The rest of the day was an easy pedal to my campsite. It’s about 6 miles out from Kent Ohio, home of Kent State which I’ll swing by in the morning. Now I’ve got to figure out how to get a meal cooked out of the supplies available from a “Sheetz” the local version of a quickie mart. Otherwise it’s a 12 mile round trip for groceries and I don’t think I’m up for that.

 

9 thoughts on “Day 16 – Ashtabula to Kent OH”

  1. Love reading your posts, Jim. Enjoying your photos, detalia, and observations. Hope your maneuvered a Michelin meal from Quickie Mart fare, and for goodness sakes, put on some pants!

    1. Decided it was easier to ride 4 miles into the Italian joint in town than 2 miles to the quickie mart + cook. Mmmm, Lasagna.

  2. Wow, what a day you had! A great summary of your Amish visit, they seem like interesting folk. Nice pics as well. I don’t have the answer to white bunny tails, but they sure are cute. I hope your day ended with a satisfactory dinner and sleep. Your posts are entertaining and very interesting, a nice way to start my day.

  3. Interesting observations about the Amish people, Jim. I had a conversation a few years ago with an Amish guy on Amtrak (traveling from Chicago to Montana). He and his big extended family were going to Seattle. I asked about rules they follow in choosing form of transportation. He said essentially that there are not hard and fast rules – that they observed a principle of simplicity. One would choose the least advanced technology that would achieve the goal they had. In his and family’s 1,000-mile+ trip, they couldn’t reasonably walk or go in a buggy (they had a business to get back to), but they could afford the time to go by train instead of by air. (Incidentally, that Amtrak journey is stunning). I thought they were fascinating. I felt kind of envious. Following your Ohio route with interest. My dad grew up there – Bellefontain, near Columbus.

    1. Thanks, Monte – that context helps a lot and makes sense. Bella Fontaine looks a ways off my route but so far, I haven’t seen a ton of variety in Ohio. But it’s big and I’ve just seen a little path…

  4. I LOVE your shadow photo – you need to frame that one. The covered bridges and fields of wildflowers look so quiet and peaceful.

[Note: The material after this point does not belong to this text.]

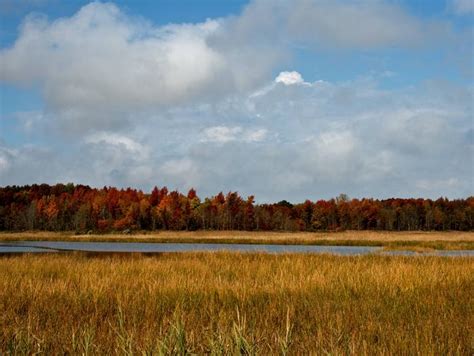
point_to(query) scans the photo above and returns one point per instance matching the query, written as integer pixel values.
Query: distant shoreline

    I imagine the Amish thought you were quite the odd duck. I looked up what they think of bicycles, and check this out:

    “Bicycles are common among Amish in some communities, particularly in the Midwest, such as Holmes County, Ohio.” (That’s about 100 miles from where you were in Burton.)
    “Other communities do not permit bicycles, however. This may be due to tradition or a belief that bicycles are too worldly. Amish travel by a variety of other means, including rollerblades, pony carts, hired car, and of course, buggies.”

    Rollerblades??? Those are not to “worldly”? Interesting culture. I agree that it doesn’t always make sense. And your comment about wearing a bonnet vs. a hijab is very valid. I guess the Amish aren’t threatening and just the word Muslim freaks some people out. Thanks for taking us there today.

    1. Glad you’re enjoying it. Well I’m in Holmes county today and I did see bikes (see Day 17). Yeah, Rollerblades I don’t get but as Monte mentioned above, I guess they are “simple”

  5. Love your commentary and thoughts. Let us know about the memorials at Kent State; as we were shocked by the political shooting in 1970; but now it’s a daily occurrence. Also are you going by the Wright Bros. Bicycle Shop (for at tune-up and maybe some wings) in Dayton?